Valencia: Gotik und Cyberspace

Avantgarde und Tradition in Spaniens aufregendster Metropole

Altstadt von Valencia © FM Rohm

Altstadt von Valencia © FM Rohm

An der Trinidad-Brücke, am ehemaligen Flussbett des Turia stechen die frühgotischen Zinnen des Dreifaltigkeits-Klosters in den transparenten Nachmittags-Himmel. Das Sandsteingebäude aus dem 14. Jahrhundert gehört zu den weniger bekannten Kulturdenkmälern Valencias. In der Sala Parpalló, dem früheren Speisesaal der Nonnen, hängen keine Goyas wie im nahen Museo de Bellas Artes, hier zeigt man Valencias avantgardistische Kunstszene. Tania Blanco ist eine zierliche junge Frau, die fotorealistisch malt, kuriose Installationen herstellt und Cybermusik komponiert. Ausstellungs-Besucher rätseln über die Bedeutung eines aus der blau gestrichenen Wand ragenden Sprungbretts und betrachten Gemälde von menschenleerer, futuristischer Architektur, umhüllt von einem magischen, mediterranen Licht. „Ich liebe die Klarheit der Architektur, und habe gleichzeitig große Sehnsucht nach Natur“, erklärt die 26-jährige Stipendiatin eines der wichtigsten Kunstpreise der Stadt. Die Präsentation ihrer Ausstellung spiegelt das Erfolgskonzept der aufstrebenden Millionenstadt wieder. Man erhalte und konserviere historische Ensemble und kontrastiere sie mit wegweisenden, futuristischen Entwürfen.

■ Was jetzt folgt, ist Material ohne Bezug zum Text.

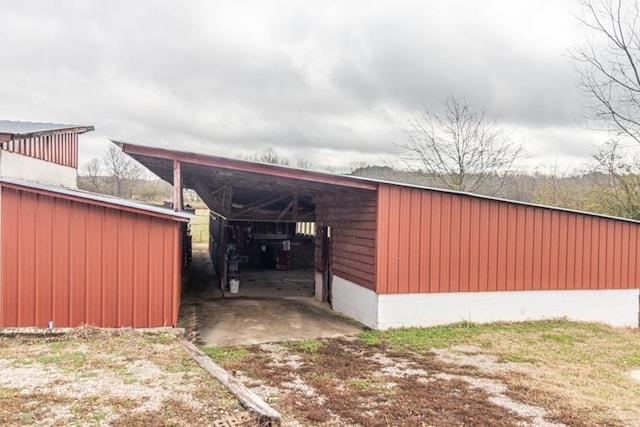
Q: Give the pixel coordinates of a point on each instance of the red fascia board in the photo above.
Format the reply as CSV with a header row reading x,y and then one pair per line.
x,y
5,137
245,166
85,200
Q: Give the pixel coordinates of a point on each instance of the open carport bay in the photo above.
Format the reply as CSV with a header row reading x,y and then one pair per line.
x,y
271,306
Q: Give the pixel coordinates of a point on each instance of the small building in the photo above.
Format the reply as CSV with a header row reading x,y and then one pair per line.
x,y
395,255
71,257
40,152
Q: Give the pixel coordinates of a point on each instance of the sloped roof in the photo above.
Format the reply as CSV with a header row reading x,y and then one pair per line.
x,y
17,129
96,199
207,174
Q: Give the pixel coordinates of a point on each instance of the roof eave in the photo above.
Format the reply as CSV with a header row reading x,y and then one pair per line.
x,y
248,166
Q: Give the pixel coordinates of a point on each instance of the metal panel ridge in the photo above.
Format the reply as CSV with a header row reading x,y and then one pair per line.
x,y
248,166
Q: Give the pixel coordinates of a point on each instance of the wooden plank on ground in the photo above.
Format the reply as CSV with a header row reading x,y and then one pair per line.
x,y
248,398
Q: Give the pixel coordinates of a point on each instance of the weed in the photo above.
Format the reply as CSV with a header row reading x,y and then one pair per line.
x,y
307,346
27,418
370,337
99,416
222,355
559,338
517,358
361,383
71,360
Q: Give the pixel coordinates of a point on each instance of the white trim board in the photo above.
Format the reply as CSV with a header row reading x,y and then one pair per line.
x,y
616,307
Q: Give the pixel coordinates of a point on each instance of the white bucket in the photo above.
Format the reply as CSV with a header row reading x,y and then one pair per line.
x,y
234,286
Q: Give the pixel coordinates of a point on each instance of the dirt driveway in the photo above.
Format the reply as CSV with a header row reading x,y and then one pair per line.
x,y
536,374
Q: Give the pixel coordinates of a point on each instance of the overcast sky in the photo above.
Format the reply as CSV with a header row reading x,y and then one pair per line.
x,y
332,81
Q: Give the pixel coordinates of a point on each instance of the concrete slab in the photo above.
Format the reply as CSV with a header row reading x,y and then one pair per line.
x,y
242,321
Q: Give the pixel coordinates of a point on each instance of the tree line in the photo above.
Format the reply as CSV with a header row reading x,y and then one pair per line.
x,y
462,148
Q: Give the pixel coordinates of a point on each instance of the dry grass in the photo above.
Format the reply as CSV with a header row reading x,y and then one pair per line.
x,y
500,374
93,377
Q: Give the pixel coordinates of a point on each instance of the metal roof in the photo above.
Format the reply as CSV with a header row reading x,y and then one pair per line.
x,y
19,129
99,199
206,173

Seit Stadtobere und Regionalverwaltung vor rund fünfzehn Jahren entschieden, der Hauptstadt der autonomen Region Valencia eine städtebauliche Frischekur zu verschreiben, hat sich die zweitgrößte Hafenstadt Spaniens vom hässlichen Entlein zur vibrierenden Metropole gewandelt. Glück hatte die seit zwölf Jahren regierende Bürgermeisterin Rita Barberà, dass der gebürtige Valencianer Santiago Calatrava, einer der weltweit erfolgreichsten und visionärsten Architekten, die Federführung bei der Umsetzung des 500-Millionen-Euro-Projektes übernahm.

Calatravas Stadt der Wissenschaften © FM Rohm

Calatravas Stadt der Wissenschaften © FM Rohm

Seine ‚Stadt der Künste und Wissenschaften’ mit Bauten voller Eleganz und Dynamik hat sich schnell zum Publikumsmagnet entwickelt. Über zwanzig Prozent betragen die Zuwachsraten bei den Touristenzahlen. Als im Sommer der America’s Cup, High-Tech-Segelregatta der Superlative, an der von David Chipperfield entworfenen Glas- und Stahl-Konstruktion Veles e Vents im neuen Hafen Station machte, gab es über Wochen kaum ein freies Zimmer. Als nächstes Prestige-Projekt kommt der Formel 1 Rennzirkus in die nach Madrid und Barcelona  drittgrößte Stadt des Landes.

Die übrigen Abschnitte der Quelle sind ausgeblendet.